Categories
Elham's Money View Blog

What Rules Inflation Targeting? A Time for Abandoning Taylor Rule

By Elham Saeidinezhad

“No matter how much suffering you went through, you never wanted to let go of those memories.”
― Haruki Murakami

Following the Global Financial Crisis (GFC), most central banks around the world are facing pressing challenges to reach the inflation target. Most recently, for example, Bank of Japan’s Governor Kuroda warned against threats to price stability and added more pointed language about a possible interest-rate cut. He promised to keep a close watch on the inflation target. As a result, the views are quietly shifting from targeting an inflation level to alternative approaches such as “average inflation targeting.” The more fundamental issue, however, is the fact that the target has never been sustainably achieved even though it has been in place since 2012. Against this backdrop, this is the right moment to steer the debate away from how to reach the 2 percent inflation target towards why we continuously fail to do so. Inflation targeting, enabled by Taylor Rule and based on rational expectations hypothesis, assumes that the public announcement of a medium-term target for inflation shapes the expectations of the future price level. However, once accounting for the financialization of modern economies, it becomes clear that it is not central banks’ abilities to form inflation expectations, but the extent of their influences on securities prices, that equip them to stabilize price levels. Nonetheless, central banks’ magic power to affect inflation might have mostly vanished.

To elaborate on this point, let’s start by defining inflation targeting and its premises. Inflation targeting is a monetary policy framework that aims at getting inflation to 2 percent and recognizes the readings above and below as universally undesirable. The structure that allows central banks to achieve the target is called “Taylor Rule,”- a principle that the monetary authorities should raise nominal interest rates by more than the increase in the inflation rate.

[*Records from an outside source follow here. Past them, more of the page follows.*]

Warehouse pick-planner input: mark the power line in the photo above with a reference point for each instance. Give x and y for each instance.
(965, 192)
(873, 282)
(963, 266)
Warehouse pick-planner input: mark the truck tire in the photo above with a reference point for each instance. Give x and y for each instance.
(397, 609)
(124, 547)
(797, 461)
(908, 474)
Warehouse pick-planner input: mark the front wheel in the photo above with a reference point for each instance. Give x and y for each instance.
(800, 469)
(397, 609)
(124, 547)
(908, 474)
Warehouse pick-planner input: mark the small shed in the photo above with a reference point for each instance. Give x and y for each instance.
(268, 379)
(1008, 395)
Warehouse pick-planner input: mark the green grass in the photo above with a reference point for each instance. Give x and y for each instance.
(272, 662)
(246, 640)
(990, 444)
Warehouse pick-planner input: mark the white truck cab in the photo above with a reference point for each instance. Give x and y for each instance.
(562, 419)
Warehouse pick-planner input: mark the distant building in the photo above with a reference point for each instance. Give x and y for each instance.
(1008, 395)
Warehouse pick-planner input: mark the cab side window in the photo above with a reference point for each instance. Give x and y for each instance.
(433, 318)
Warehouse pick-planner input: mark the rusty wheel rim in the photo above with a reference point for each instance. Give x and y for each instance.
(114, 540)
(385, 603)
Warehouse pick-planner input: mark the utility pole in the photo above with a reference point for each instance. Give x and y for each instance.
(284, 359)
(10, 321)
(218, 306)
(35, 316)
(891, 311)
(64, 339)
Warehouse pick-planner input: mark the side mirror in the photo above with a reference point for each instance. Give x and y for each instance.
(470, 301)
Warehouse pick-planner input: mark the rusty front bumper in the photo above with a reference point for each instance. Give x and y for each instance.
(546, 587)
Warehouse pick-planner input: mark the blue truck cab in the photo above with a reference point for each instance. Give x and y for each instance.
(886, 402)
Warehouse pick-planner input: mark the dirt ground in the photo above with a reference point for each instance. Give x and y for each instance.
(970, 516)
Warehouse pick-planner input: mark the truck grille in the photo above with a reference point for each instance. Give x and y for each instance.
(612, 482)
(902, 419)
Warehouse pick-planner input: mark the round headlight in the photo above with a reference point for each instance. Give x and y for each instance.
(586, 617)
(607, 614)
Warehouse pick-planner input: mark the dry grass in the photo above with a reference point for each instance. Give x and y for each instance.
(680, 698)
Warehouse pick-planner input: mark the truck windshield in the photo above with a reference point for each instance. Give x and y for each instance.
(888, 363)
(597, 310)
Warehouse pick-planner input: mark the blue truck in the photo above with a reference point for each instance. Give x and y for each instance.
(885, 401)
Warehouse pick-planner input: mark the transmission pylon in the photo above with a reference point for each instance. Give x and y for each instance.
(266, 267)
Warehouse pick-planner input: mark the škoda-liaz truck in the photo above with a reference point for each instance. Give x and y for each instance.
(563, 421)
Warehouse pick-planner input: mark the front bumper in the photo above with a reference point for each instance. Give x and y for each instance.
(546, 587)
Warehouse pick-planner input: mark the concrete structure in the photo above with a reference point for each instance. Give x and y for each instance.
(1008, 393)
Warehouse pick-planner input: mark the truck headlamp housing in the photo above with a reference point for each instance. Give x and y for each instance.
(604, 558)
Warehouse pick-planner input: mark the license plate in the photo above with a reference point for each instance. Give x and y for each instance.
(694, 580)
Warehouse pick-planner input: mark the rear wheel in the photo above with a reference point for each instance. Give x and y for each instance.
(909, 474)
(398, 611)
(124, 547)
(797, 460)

The premise of this model is that central banks adjust the short-term interest rate and the quantity of reserves in the inter-bank lending market to influence components of the real economy, such as investment, trade balance, and consumption on residential housing through different channels. These channels are called “monetary transmission mechanisms” collectively and their ultimate goal is to achieve price and output stability.  This structure used to work in the old times when banks used reserves as a primary source of funding to lend to the real economy.

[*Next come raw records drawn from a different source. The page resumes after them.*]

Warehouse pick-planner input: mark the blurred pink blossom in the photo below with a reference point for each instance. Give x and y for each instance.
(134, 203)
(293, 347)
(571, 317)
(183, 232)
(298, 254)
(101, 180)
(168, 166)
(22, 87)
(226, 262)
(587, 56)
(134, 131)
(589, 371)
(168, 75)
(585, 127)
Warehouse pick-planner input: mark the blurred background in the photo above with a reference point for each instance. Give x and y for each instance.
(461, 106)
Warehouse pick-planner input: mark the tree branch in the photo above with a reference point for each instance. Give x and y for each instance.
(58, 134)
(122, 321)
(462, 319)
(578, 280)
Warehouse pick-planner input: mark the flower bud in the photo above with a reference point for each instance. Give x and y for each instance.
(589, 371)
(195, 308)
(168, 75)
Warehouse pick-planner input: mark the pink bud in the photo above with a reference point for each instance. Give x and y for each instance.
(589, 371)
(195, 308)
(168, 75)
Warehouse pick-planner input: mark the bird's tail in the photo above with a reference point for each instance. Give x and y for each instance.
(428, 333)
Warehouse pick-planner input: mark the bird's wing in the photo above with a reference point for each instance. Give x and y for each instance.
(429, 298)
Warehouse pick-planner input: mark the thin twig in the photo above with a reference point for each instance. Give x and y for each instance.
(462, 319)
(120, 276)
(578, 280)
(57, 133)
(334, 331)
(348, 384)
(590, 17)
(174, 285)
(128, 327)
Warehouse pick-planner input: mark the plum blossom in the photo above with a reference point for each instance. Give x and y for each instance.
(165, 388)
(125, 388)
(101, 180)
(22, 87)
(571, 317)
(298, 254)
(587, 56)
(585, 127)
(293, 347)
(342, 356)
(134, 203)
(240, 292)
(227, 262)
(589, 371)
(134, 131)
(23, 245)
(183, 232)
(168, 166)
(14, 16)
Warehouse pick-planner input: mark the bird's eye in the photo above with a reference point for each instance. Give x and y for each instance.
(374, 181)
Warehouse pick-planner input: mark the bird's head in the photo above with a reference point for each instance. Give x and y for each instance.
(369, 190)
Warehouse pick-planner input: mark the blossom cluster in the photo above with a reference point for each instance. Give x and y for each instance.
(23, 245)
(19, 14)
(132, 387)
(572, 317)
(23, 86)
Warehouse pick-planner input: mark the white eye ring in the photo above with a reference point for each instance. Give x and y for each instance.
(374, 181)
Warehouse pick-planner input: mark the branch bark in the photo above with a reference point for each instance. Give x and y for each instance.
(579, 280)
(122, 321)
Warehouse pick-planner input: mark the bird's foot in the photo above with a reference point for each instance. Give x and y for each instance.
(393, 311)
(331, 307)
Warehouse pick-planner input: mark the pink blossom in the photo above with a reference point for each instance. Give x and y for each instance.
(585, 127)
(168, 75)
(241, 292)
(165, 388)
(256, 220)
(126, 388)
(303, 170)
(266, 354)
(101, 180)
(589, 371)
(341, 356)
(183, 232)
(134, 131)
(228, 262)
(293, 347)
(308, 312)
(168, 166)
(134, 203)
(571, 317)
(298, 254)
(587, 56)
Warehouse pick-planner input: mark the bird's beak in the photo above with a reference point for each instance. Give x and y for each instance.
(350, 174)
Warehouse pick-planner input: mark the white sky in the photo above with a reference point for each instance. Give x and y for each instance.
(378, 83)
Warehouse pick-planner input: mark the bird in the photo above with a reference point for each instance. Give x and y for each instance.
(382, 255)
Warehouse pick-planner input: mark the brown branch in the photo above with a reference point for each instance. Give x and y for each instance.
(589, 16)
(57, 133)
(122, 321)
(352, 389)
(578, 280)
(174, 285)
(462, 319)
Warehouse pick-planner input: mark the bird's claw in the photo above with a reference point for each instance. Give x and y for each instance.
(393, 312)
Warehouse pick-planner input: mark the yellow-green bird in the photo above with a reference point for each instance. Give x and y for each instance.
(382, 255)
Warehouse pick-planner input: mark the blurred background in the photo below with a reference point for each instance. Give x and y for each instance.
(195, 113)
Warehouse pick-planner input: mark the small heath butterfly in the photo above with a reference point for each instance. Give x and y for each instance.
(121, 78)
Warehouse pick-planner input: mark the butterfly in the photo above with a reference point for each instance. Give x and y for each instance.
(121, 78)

Today, arguably, we are living in a market liquidity system where most of the expenditures in the economy are financed in the capital market through a process known as “securitization.” In these circumstances, when the central bank changes the short-term interest rate and alters the spread between the overnight rate and the term rate, it effectively influences the incentives for dealers in both the money market and the capital market. The money market dealers establish the price of funding liquidity while the securities dealers determine the price of capital, including mortgage-backed securities (MBS). When the central bank increases the rates, it tightens the spread for money market dealers. In response, money market dealers increase the term interest rates and make it more expensive for securities dealers to finance their inventories. This process puts downward pressure on securities prices, including the price of MBS, which in turn increases the interest rates on the underlying loans such as mortgage and auto loans. Measuring the strength of these effects on the prices of the corresponding assets such as houses is notoriously difficult. To conclude, in modern economies, the interest rates on bank loans in most cases are not determined in the overnight domestic money market, where the central bank is the dominant player, but the global capital market. Thus, it is not the ability of monetary authorities to change inflation expectations, but the extent of their effect on securities prices that asset price stability. To retrieve their strength to influence the economy, central banks should start by fixing their understanding of the transmission structure of the monetary policy. Even so, central banks’ magic to affect the price level might have gone for the most part.

Discussion Questions:

  1. What is the main intellectual obstacle in fully understanding the extent of central banks’ power to influence price level?
  2. How are mortgage rates determined in advanced economies such as the U.S.?
  3. What is the main premise of Taylor Rule and Inflation Targeting?